T.G. Lumb was determined to put Cleveleys on the map and believed there was a future for the Fylde coast if only it could be developed, most of the coastline at that time consisted of sandhills. Along with the help of young architect Edwin Lutyens he came up with a grand housing scheme at Rossall Beach but only a handful of houses were ever completed, these are at Way Gate.
He instigated the 1906 Cleveleys Cottage Exhibition, inspired by what he had seen in Letchworth Garden City, and was a friend of world famous architect Edwin Lutyens, later Sir Edwin, with whom he worked with designs for the exhibition and houses at Rossall Beach.

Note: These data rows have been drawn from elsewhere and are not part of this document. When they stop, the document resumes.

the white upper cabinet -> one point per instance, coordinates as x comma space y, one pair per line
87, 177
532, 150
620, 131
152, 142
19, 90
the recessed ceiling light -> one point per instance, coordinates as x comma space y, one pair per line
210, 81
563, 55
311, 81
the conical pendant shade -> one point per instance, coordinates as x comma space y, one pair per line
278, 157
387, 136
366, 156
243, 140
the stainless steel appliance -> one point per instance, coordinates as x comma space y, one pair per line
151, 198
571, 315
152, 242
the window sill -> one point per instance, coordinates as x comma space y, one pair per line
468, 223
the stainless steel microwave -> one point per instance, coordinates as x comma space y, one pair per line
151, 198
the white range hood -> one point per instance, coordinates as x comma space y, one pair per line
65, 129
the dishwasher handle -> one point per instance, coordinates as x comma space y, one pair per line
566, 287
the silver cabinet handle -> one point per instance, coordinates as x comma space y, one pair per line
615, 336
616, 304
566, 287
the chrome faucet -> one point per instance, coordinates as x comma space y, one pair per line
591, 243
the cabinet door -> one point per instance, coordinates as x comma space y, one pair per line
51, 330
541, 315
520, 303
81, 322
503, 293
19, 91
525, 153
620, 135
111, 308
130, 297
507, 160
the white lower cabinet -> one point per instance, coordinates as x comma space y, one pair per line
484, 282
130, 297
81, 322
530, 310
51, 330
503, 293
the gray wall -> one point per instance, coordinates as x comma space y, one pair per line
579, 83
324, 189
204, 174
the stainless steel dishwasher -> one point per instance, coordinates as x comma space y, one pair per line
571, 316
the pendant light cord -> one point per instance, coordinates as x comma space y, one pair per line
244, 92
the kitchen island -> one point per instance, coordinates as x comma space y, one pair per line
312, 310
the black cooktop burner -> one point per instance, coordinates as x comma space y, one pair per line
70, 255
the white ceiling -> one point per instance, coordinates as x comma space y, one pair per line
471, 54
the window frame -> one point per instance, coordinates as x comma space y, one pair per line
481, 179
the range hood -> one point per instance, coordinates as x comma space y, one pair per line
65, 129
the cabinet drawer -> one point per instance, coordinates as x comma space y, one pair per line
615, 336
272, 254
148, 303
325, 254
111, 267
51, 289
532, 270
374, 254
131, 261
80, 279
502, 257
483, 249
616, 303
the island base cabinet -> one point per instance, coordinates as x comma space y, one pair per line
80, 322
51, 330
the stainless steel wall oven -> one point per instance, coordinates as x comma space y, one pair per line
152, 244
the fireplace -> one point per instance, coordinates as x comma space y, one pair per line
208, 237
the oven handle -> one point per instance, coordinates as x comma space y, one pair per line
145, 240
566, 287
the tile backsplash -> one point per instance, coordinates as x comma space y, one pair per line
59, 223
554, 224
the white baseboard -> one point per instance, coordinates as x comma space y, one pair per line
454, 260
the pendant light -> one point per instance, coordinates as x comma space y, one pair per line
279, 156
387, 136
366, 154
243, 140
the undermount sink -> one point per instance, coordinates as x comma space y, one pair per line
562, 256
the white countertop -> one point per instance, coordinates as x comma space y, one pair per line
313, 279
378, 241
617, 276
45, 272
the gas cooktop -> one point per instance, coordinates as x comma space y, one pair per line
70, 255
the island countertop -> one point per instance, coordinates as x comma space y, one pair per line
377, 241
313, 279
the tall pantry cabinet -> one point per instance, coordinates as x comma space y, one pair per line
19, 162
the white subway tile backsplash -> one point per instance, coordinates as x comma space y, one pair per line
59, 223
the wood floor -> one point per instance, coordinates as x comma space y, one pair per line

He was probably involved in the design of other houses on Rossall Road and in the exhibition, evidence is scarce, but the style is there to be seen. The famous T.G. Lumb went on to live at a number of local addresses including Beach Croft at Rossall Beach and Merlewood, Meadows Avenue, later home of Doctor Williamson.
Picture courtesy of Fat Phil The Towers shooting lodge later became a private school until demolition around 1970. Following demolition and site clearing the place became a public open space under its original name of the Towers. In the late seventies there were large wooden signs but these have since gone.
1912 Ordnance survey map showing the position of the buildings on the site.
Lumb’s interest in architecture resulted in at least one house in Cleveleys that his architectural practice designed. "Seacot", situated in the Cleveleys Park area was a plot during the Cottage Exhibition but was not entered as a contender.